Dans la clarté spectrale du vaste couloir, éclairé par la lumière de la lune en son plein, passant à travers les vitres sans rideaux des hautes fenêtres, un long fantôme blanc, qui lui fit l'effet d'une apparition, passait lentement, si léger qu'on l'eût dit impalpable, et dont les pieds posaient à peine sur le sol, le corps ayant l'air d'être soutenu dans l'espace par d'invisibles ailes.
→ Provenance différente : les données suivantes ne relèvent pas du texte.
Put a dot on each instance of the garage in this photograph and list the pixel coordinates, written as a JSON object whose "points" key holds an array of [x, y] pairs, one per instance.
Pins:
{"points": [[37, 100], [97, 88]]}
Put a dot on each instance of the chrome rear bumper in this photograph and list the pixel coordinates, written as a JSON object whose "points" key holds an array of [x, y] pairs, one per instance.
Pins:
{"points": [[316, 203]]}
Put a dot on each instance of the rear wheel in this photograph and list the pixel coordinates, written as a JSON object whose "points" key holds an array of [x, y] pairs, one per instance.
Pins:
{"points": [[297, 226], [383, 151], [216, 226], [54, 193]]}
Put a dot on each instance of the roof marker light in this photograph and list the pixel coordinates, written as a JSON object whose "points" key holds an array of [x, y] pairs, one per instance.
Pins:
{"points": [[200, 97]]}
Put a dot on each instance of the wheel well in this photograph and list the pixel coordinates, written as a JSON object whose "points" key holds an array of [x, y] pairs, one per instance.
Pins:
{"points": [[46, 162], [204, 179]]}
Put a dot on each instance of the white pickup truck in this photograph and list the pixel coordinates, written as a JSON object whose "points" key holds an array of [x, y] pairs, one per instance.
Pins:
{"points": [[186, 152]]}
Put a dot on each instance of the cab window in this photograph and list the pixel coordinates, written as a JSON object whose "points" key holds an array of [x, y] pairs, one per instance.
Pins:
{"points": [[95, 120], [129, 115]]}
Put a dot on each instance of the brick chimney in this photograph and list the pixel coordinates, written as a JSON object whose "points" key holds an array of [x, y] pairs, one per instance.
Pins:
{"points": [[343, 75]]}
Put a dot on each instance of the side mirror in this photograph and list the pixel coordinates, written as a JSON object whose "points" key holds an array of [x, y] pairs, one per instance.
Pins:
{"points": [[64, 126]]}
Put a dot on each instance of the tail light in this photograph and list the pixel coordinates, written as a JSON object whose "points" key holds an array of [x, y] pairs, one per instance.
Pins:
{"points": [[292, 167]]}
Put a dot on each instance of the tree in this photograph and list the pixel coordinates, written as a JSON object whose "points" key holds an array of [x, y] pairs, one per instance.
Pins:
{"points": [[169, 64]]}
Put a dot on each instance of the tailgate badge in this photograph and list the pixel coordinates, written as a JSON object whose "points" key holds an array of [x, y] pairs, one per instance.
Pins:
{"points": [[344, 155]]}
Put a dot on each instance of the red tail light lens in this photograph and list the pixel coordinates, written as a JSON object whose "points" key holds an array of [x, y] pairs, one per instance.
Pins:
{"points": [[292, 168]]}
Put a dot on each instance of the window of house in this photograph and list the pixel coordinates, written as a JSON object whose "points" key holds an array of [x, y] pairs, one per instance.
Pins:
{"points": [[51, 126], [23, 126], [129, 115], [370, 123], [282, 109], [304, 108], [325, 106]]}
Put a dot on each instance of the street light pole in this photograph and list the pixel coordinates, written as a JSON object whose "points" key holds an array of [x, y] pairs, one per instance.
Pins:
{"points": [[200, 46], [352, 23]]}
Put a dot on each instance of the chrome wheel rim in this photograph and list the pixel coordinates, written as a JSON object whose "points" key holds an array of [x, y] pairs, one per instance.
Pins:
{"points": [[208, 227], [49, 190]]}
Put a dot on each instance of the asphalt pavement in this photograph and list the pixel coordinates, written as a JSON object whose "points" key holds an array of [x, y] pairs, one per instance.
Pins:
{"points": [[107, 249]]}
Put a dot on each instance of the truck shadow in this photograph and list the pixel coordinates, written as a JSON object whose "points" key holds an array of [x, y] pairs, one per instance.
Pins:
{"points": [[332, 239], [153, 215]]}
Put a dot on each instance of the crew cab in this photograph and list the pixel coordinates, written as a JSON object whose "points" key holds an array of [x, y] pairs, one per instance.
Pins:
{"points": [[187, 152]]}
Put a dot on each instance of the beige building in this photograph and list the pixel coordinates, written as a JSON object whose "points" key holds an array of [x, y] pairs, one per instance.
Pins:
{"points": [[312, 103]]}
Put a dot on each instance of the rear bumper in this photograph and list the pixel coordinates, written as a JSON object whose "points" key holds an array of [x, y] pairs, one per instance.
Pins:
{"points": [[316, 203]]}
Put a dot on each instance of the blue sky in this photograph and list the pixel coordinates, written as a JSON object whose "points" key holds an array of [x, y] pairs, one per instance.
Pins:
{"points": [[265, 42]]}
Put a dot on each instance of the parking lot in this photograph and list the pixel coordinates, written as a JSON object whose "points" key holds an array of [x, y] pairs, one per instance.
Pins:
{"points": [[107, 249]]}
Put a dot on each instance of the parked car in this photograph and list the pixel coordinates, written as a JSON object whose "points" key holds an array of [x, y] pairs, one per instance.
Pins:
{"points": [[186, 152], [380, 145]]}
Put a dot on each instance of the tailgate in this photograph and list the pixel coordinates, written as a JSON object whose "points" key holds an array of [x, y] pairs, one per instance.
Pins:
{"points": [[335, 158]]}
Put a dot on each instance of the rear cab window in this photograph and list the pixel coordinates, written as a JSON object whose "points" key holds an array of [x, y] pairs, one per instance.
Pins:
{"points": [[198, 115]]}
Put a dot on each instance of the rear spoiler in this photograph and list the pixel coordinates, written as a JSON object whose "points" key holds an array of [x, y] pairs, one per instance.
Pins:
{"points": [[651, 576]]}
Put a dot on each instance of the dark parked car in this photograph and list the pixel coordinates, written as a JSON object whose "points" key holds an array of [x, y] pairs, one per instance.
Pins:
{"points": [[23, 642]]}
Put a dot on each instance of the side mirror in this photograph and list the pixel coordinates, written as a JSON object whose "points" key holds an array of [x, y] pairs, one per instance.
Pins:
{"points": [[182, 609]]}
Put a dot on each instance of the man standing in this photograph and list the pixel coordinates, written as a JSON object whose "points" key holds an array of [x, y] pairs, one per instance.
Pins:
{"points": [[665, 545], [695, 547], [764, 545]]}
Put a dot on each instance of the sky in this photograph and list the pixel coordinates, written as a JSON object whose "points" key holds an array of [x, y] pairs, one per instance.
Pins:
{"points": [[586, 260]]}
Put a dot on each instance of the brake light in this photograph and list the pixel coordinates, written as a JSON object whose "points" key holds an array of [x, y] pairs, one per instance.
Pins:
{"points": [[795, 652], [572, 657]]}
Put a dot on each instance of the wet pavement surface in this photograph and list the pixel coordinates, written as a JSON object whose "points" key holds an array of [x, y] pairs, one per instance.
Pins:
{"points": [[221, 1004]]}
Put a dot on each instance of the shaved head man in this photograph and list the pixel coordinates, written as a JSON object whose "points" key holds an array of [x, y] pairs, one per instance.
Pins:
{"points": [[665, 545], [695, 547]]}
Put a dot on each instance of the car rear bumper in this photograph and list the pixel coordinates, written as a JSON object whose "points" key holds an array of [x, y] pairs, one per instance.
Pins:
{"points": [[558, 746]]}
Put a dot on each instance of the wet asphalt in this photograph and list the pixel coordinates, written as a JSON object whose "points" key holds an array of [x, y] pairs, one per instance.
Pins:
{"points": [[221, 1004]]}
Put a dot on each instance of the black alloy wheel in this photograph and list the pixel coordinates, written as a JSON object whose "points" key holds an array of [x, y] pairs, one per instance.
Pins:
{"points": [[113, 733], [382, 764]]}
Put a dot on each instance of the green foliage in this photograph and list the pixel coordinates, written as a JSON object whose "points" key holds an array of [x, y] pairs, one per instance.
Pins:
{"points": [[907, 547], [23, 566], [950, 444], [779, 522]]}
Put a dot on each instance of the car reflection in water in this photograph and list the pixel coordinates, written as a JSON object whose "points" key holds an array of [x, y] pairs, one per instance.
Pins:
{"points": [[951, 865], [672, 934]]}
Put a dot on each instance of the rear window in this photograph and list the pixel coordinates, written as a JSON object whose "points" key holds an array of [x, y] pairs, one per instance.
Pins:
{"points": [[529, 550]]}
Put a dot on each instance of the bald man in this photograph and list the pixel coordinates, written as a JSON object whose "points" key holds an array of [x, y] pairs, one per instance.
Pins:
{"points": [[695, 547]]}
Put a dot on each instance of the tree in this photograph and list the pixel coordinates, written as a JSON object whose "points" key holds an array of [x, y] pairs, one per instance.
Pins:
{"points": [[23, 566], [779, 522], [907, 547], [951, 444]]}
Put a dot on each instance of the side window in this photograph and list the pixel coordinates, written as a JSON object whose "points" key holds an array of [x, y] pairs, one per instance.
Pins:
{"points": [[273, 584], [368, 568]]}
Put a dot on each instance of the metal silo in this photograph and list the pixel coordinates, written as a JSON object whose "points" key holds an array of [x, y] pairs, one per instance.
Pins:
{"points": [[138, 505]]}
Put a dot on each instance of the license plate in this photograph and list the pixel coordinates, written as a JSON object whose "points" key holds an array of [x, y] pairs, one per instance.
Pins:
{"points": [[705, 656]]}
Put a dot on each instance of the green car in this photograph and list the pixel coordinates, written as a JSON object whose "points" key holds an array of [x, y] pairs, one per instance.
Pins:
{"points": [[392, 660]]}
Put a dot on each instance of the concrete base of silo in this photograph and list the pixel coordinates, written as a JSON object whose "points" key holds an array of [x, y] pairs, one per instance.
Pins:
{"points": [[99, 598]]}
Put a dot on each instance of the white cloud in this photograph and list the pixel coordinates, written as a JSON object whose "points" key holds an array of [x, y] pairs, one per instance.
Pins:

Régulus ne croyait pas aux visions.
Pour lui, le prétendu fantôme était une femme, une femme se rendant à quelque nocturne rendez-vous.
Mais quelle femme?
Il n'y avait dans le château que madame de Frémilly et sa petite-fille.
Les servantes étaient des paysannes.
Etait-ce donc mademoiselle Laurence, la fiancée?
Régulus franchit le seuil de sa porte doucement et s'avança dans le couloir, en ayant soin de se cacher dans l'ombre, auprès des murs.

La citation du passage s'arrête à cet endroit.